Christmas Eve is a month away but celebrations will look a lot different this year.
“Christmas is not going to be having any kind of large group interactions for sure,” says Dr. Theresa Tam, Canada’s chief public health officer.
As COVID-19 cases soar and regions lockdown, Canada’s top doctor has a blunt message when it comes to holiday planning.
“Even with family, you’ve got to really think twice,” says Tam. “Avoid non-essential travel. Keep to your current household contacts as much as possible.”
That has thousands of University of Victoria students struggling with what to do.
“I feel nervous but I also really want to see my family but with stuff like the masks and with all sanitizing it makes me feel a lot safer,” says Cassidy Lancaster, who plans to travel home to Alberta for winter break.
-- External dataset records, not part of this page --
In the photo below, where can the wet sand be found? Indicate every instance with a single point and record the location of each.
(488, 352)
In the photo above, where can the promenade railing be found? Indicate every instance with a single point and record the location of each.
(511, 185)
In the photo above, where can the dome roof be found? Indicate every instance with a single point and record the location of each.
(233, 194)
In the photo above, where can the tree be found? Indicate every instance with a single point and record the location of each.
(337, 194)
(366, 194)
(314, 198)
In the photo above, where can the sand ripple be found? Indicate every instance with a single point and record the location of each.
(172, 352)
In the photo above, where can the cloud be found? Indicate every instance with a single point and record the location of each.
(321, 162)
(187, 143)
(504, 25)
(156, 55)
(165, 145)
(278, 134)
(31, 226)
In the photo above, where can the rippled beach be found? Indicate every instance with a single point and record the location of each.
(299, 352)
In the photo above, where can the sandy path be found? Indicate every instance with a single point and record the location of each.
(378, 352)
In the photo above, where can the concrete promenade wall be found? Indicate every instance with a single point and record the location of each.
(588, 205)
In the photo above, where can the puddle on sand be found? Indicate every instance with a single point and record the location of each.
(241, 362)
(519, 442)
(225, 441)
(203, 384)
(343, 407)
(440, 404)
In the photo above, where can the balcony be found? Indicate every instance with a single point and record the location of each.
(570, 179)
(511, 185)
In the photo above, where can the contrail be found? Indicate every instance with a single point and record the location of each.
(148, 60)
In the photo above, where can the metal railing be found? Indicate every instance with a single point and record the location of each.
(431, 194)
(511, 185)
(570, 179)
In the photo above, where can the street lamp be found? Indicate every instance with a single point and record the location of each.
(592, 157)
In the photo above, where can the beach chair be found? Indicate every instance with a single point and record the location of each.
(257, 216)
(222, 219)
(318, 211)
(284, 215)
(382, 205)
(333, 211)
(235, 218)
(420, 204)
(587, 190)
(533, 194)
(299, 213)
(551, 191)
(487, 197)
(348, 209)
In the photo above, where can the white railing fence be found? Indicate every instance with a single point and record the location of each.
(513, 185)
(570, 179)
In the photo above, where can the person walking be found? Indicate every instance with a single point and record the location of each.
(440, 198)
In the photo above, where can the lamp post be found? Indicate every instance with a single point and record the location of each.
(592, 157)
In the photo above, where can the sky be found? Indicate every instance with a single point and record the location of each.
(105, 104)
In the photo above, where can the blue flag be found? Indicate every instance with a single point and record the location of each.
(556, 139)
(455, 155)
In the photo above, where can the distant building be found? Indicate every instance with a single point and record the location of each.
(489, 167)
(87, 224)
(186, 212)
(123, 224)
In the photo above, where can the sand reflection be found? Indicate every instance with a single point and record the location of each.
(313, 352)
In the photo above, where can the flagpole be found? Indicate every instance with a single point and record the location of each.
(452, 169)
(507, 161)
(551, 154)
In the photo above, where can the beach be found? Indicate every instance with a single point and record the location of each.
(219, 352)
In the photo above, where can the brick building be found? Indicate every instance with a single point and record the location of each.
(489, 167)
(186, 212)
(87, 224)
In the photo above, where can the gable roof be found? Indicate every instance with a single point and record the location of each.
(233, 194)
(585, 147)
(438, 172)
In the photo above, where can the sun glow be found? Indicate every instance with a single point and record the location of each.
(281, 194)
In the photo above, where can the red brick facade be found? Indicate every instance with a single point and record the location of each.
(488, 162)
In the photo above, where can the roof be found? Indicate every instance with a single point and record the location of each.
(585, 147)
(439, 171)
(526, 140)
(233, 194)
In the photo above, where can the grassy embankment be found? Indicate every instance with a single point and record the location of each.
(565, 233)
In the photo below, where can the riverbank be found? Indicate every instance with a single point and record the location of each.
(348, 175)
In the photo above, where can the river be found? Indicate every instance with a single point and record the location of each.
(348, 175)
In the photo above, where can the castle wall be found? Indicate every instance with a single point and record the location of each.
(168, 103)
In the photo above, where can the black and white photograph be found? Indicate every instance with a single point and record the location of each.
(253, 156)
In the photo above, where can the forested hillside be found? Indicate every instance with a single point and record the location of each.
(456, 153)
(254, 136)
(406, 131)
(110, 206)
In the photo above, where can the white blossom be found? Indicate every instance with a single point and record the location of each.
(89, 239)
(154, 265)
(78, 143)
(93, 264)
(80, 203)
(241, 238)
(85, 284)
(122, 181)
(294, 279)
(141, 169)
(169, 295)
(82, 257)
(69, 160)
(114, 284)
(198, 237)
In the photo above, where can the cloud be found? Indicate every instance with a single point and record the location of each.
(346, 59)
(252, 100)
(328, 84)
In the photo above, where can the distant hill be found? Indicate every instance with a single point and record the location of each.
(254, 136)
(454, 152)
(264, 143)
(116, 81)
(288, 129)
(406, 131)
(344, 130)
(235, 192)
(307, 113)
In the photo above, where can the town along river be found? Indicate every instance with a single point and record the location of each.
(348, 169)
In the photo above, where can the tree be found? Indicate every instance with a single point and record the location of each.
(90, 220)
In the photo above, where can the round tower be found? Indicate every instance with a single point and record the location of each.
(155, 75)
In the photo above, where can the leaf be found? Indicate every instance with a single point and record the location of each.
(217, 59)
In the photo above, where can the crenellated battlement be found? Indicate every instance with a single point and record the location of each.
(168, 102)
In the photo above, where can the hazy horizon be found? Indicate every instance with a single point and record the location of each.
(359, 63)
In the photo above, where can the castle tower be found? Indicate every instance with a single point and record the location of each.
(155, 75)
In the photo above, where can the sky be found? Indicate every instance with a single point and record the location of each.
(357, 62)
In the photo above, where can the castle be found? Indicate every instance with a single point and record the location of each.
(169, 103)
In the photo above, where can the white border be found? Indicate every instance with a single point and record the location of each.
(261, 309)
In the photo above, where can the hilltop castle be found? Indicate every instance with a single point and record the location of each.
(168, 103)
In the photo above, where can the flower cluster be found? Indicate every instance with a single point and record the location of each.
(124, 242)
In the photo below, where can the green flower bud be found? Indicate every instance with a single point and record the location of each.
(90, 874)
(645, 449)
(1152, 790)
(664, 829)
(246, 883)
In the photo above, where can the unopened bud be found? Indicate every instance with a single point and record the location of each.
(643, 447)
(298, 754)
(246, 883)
“I prefer to be with my family at least for Christmas but this year because of the pandemic I don’t think it’s going to happen,” adds Iranian student Reza Zamani, who plans to stay in Victoria.
Of the 750 students in residence at UVic, the university says only around 65 have applied to stay here for the winter break — which officials say is about the same as last year.
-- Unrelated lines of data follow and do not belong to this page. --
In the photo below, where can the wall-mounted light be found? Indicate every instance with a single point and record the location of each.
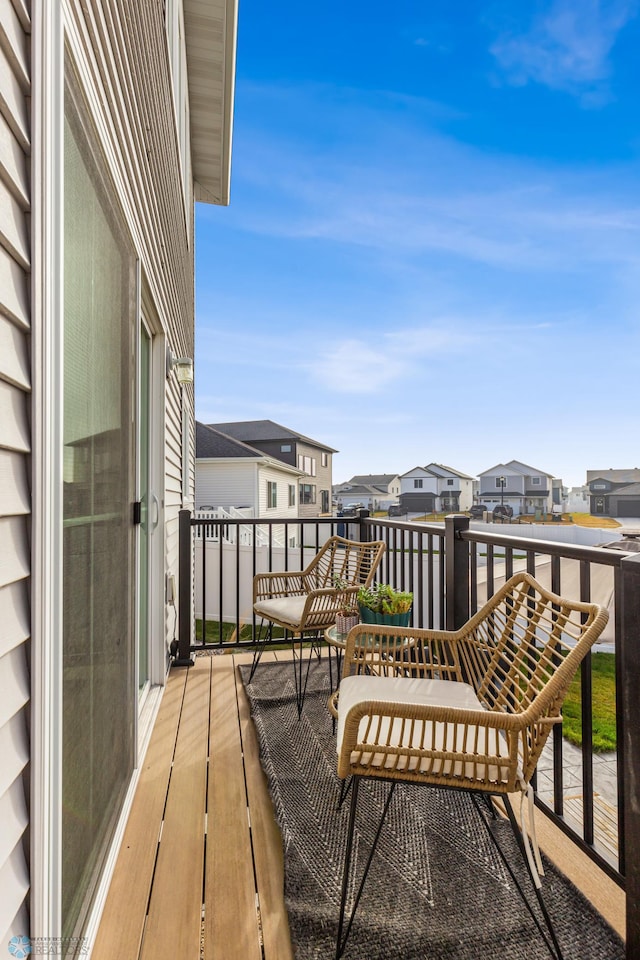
(182, 365)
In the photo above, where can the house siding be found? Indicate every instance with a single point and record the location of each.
(15, 443)
(282, 509)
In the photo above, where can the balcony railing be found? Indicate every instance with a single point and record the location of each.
(451, 570)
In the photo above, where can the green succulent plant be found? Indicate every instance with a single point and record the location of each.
(383, 598)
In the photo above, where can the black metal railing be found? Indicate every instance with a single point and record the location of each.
(451, 570)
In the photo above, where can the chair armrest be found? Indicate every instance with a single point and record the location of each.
(268, 585)
(322, 607)
(389, 650)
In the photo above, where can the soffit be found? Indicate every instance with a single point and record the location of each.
(210, 36)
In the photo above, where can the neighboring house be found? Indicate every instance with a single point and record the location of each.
(526, 489)
(231, 474)
(312, 459)
(578, 499)
(375, 491)
(435, 488)
(115, 117)
(614, 493)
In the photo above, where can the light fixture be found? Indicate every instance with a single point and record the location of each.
(182, 365)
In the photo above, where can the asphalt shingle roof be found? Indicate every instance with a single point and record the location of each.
(212, 444)
(261, 431)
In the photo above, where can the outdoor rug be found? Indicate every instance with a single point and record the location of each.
(436, 889)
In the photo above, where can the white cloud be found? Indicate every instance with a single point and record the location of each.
(568, 47)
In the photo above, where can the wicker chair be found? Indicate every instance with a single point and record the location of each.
(469, 709)
(307, 601)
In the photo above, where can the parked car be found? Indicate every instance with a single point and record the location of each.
(351, 509)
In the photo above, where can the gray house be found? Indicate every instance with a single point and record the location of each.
(614, 493)
(310, 457)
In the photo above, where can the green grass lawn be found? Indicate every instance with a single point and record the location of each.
(225, 632)
(604, 705)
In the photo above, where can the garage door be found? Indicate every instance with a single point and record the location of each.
(628, 508)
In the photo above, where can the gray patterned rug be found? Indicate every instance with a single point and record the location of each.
(436, 889)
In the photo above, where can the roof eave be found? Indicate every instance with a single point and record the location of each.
(211, 29)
But all the uncertainty is taking a toll.
“This is the first year students have had to be so vigilant, constantly re-evaluating their plans,” says Emily Lowan of the University of Victoria Students’ Society. “It’s a really stressful time on top of being isolated and having a heavy workload.”
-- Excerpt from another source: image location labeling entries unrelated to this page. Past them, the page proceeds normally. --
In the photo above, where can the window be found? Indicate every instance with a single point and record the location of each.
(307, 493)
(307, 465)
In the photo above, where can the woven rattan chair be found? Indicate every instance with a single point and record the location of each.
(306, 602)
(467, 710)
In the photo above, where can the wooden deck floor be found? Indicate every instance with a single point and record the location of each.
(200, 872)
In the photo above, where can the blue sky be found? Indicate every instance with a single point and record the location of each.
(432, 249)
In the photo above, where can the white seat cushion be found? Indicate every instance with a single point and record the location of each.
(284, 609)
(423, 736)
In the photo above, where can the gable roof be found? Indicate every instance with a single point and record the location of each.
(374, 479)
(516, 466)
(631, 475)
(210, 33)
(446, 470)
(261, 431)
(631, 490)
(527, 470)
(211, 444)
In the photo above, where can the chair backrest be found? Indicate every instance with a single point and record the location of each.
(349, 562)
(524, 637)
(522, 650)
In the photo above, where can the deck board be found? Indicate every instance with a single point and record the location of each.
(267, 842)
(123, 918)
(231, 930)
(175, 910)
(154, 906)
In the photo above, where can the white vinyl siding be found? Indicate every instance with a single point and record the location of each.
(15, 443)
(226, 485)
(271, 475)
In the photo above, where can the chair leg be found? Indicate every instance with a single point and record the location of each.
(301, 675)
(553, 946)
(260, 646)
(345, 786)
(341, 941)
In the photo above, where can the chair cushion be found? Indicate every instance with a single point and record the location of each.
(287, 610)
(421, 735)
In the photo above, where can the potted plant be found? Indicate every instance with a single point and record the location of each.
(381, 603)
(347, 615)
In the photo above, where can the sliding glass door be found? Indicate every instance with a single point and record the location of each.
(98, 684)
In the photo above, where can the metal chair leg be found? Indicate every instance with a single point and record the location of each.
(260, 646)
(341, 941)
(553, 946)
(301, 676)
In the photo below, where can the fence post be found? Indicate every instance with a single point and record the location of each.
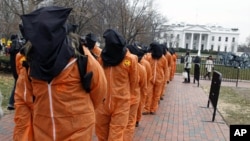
(238, 74)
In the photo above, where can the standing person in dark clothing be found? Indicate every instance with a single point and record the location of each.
(14, 49)
(187, 66)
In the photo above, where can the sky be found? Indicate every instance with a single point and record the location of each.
(225, 13)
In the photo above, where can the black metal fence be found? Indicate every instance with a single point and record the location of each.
(229, 73)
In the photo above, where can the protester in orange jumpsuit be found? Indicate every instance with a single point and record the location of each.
(50, 97)
(136, 97)
(174, 59)
(166, 76)
(170, 61)
(159, 68)
(121, 70)
(144, 89)
(91, 43)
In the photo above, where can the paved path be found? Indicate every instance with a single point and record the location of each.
(182, 116)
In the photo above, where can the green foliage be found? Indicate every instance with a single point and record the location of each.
(6, 85)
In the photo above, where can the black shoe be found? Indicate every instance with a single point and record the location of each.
(145, 113)
(137, 124)
(11, 108)
(152, 113)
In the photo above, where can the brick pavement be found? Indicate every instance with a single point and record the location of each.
(182, 116)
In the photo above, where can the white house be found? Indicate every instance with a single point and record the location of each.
(201, 37)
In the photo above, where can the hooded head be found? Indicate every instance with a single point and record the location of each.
(45, 29)
(114, 50)
(90, 40)
(137, 50)
(156, 50)
(13, 37)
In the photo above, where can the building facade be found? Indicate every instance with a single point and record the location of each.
(201, 37)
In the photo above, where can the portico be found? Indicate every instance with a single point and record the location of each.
(201, 37)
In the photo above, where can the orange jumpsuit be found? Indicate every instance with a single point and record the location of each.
(174, 56)
(170, 61)
(159, 69)
(166, 78)
(135, 102)
(143, 88)
(62, 109)
(112, 117)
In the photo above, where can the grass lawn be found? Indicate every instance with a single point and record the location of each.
(6, 85)
(233, 104)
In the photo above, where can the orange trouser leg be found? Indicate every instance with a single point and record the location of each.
(140, 107)
(163, 89)
(129, 131)
(148, 100)
(119, 120)
(102, 124)
(155, 97)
Students travelling home is considered essential travel but for everyone else the message is clear — stay home and celebrate with your household.
It’s a message that doesn’t seem to be resonating south of the border, were millions of Americans are travelling for U.S. Thanksgiving — despite repeated warnings not to.
“I keep urging people, please don’t travel,” says New York City mayor Bill de Blasio. “Please change your plans.”